ORIGIN OF THE COLORADO MINERAL BELT


CHAPIN, Charles E., New Mexico Bureau of Geology, New Mexico Institute of Mining and Technology, Socorro, NM 87801, cechapin2@comcast.net

The Colorado mineral belt (CMB) is a NE-trending 500-km-long narrow belt of plutons and mining districts within a 1200-km-wide Late Cretaceous-Paleogene magma gap overlying flat segments of the subducted Farallon plate. The CMB is unique among 24 known volcanic gaps overlying flat-slab segments around the Pacific Basin. The primary control of the CMB was a NE-trending segment boundary within the Farallon flat slab. The boundary was dilated during warping of slab segments by overriding thick (>200km) lithospheres of the Wyoming Archean craton and the continental interior craton during acceleration of Farallon-North American convergence beginning ca. 75 Ma (mid-Campanian). Because the primary control was not in the North American plate, the CMB cut indiscriminately across the geologic grain of Colorado, seemingly independent of the tectonic elements it crossed.

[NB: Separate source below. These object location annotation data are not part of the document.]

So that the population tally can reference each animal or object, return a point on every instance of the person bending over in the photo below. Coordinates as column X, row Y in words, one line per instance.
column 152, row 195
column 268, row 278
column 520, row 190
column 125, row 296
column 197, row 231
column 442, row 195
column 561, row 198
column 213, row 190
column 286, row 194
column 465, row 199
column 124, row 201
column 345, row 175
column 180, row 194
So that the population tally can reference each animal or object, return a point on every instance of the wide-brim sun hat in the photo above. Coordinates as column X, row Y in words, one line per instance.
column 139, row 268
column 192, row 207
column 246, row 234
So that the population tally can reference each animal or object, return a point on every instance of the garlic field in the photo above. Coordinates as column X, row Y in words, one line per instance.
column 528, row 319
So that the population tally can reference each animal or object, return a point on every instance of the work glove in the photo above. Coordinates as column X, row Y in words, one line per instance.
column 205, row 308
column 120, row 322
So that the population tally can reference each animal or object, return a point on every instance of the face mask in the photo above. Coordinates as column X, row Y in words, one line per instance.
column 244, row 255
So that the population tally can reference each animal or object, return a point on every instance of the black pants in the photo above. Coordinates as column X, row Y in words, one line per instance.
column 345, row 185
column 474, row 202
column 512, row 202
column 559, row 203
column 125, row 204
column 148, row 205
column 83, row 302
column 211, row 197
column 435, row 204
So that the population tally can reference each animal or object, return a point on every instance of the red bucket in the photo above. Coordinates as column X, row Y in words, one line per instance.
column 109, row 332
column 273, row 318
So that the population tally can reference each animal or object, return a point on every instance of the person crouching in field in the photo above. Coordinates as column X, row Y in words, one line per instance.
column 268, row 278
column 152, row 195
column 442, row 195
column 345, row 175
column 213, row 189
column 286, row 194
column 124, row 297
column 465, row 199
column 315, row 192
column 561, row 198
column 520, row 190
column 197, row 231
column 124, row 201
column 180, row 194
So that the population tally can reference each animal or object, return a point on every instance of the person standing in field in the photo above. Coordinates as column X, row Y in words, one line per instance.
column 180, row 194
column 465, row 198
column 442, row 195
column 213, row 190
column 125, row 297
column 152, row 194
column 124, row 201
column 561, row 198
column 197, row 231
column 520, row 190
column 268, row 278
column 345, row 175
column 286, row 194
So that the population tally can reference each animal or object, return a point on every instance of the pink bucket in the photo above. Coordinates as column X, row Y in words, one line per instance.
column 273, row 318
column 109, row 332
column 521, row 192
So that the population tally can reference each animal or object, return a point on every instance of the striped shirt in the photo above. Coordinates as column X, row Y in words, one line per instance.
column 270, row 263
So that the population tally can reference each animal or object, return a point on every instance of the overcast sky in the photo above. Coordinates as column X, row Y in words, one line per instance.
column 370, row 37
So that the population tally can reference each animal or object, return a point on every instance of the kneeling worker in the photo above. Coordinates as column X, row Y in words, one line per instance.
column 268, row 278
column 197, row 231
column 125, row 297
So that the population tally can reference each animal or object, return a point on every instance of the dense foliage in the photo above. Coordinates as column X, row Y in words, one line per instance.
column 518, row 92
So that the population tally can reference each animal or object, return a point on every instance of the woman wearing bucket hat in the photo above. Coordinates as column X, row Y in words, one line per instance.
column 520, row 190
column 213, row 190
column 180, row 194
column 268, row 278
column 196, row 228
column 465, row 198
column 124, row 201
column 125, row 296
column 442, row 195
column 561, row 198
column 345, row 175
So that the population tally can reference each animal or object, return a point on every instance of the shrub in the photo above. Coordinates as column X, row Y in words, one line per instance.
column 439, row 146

Geologic contrasts on opposite sides of the CMB reflect its relationship to a segment boundary. Laramide uplifts mostly trend northwesterly north of the CMB but northerly to the south. Upper Cretaceous and Paleogene sedimentary deposits are up to 7 km thick north of the CMB but only about 2 km maximum south of CMB. The Farallon segment south of CMB rolled back to the southwest beginning ca. 37 Ma with resultant voluminous ignimbrite eruptions from southwest-younging caldera clusters. Volcanism north of CMB was sparse; the fate of that segment is unknown. Superimposing of roll-back magmatism and Rio Grande rift extension on the CMB changed compositions of both plutons and ore deposits, resulting in World-class manto sulfide replacement ores in the Leadville area ca. 40-36 Ma and major porphyry molybdenum deposits ca. 33-24 Ma at Climax and Red Mountain.